E’ stata inaugurata questa mattina al Museo Archeologico Nazionale la mostra fotografica dedicata alle statue del Sinis e alla loro straordinaria
scoperta.

Dopo il successo della scorsa estate di “Sardegna Isola Megalitica”, la mostra che aveva visto protagonista proprio uno dei Giganti, ora un nuovo appuntamento con l’archeologia sarda nella città partenopea.

La Fondazione Mont’e Prama arriva al MANN questa volta in compagnia della Dinamo Sassari, per la prima tappa italiana della campagna di comunicazione che vede le due società impegnate assieme per promuovere i tesori di Cabras e della Sardegna. Le prime tre iniziative si erano svolte in occasione delle trasferte del sodalizio sassarese in Champions League: Salonicco, Digione e Malaga. Ora l’arrivo a Napoli, dove la Dinamo incontrerà, domani sera, la squadra locale nella gara della massima serie di basket.

L’inaugurazione della mostra ha visto l’intervento del direttore del MANN Paolo Giulierini:

“La collaborazione tra il MANN e la Fondazione Mont'e Prama continua, dopo la bella mostra dedicata alle civiltà nuragiche della scorsa estate, con una rassegna fotografica e divulgativa che incentra l'attenzione sui Giganti, presto oggetto di un'importante musealizzazione. Il rapporto non si limita alla dimensione artistica dei Giganti, ma anche alla possibilità di un'ulteriore collaborazione scientifica tra il nostro Museo e la Fondazione che tanto sta facendo per l'immagine della Sardegna".

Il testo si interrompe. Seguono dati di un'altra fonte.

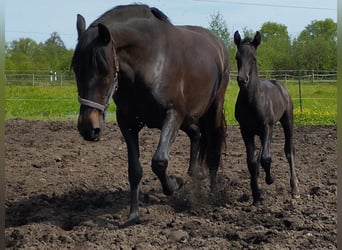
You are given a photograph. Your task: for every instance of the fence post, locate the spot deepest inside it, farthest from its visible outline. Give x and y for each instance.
(300, 94)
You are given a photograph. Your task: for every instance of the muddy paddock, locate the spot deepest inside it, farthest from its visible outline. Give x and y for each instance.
(66, 193)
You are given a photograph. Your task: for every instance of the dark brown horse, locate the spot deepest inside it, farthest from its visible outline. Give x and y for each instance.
(161, 76)
(260, 104)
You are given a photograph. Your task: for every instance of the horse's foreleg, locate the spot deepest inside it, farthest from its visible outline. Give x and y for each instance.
(253, 166)
(289, 153)
(135, 171)
(161, 156)
(265, 158)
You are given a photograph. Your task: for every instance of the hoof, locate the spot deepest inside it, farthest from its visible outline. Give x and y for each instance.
(258, 202)
(295, 196)
(133, 219)
(269, 180)
(177, 182)
(199, 174)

Soddisfatto il presidente della Fondazione Mont’e Prama, Anthony Muroni, che ha dichiarato: “non possiamo che apprezzare la grande attenzione che un’istituzione come il MANN di Napoli stia riservando ai nostri tesori, siamo orgogliosi di poter continuare questa importante collaborazione, proseguiamo con le azioni di promozione e divulgazione del patrimonio archeologico sardo, ci auguriamo che nelle tappe italiane della campagna comune con la Dinamo si possa avere lo stesso successo ottenuto in quelle europee, l’ottima accoglienza di Napoli ci fa ben sperare per il futuro”.

La direttrice della Fondazione Mont’e Prama Nadia Canu ha tenuto una conferenza dal titolo “Sardegna, l’isola dalle vene d’argento”.

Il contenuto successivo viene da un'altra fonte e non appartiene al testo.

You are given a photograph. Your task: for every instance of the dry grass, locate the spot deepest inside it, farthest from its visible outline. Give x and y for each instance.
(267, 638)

“Veicolare con l’immagine iconica dei guerrieri di Mont’e Prama la conoscenza dell’immenso patrimonio archeologico della Sardegna è una delle missioni fondamentali della Fondazione – ha sottolineato Canu – farlo al MANN di Napoli, uno dei più prestigiosi musei nazionali è entusiasmante”.

Soddisfazione anche da parte dell’ad dei biancoblù Francesco Sardara: “siamo onorati di essere ospiti del Museo Archeologico Nazionale, la Dinamo crede fermamente nella diffusione della cultura attraverso lo sport e poter essere ambasciatori dei Giganti di Mont’e Prama e della Sardegna grazie allo splendido lavoro della Fondazione Mont’e Prama, ci riempie di orgoglio. Napoli – ha concluso Sardara - è la prima città italiana che ci ospita dopo Francia, Grecia e Spagna, e siamo grati sia per l’accoglienza in una delle eccellenze della cultura italiana che per l’entusiasta risposta del pubblico alla mostra fotografica sui Giganti”.

Per la Dinamo è intervenuto anche il cmo Marsilio Balzano. L’archeologa della Cooperativa Penisola del Sinis, Nicoletta Camedda, ha presentato la mostra agli ospiti e ai visitatori del MANN.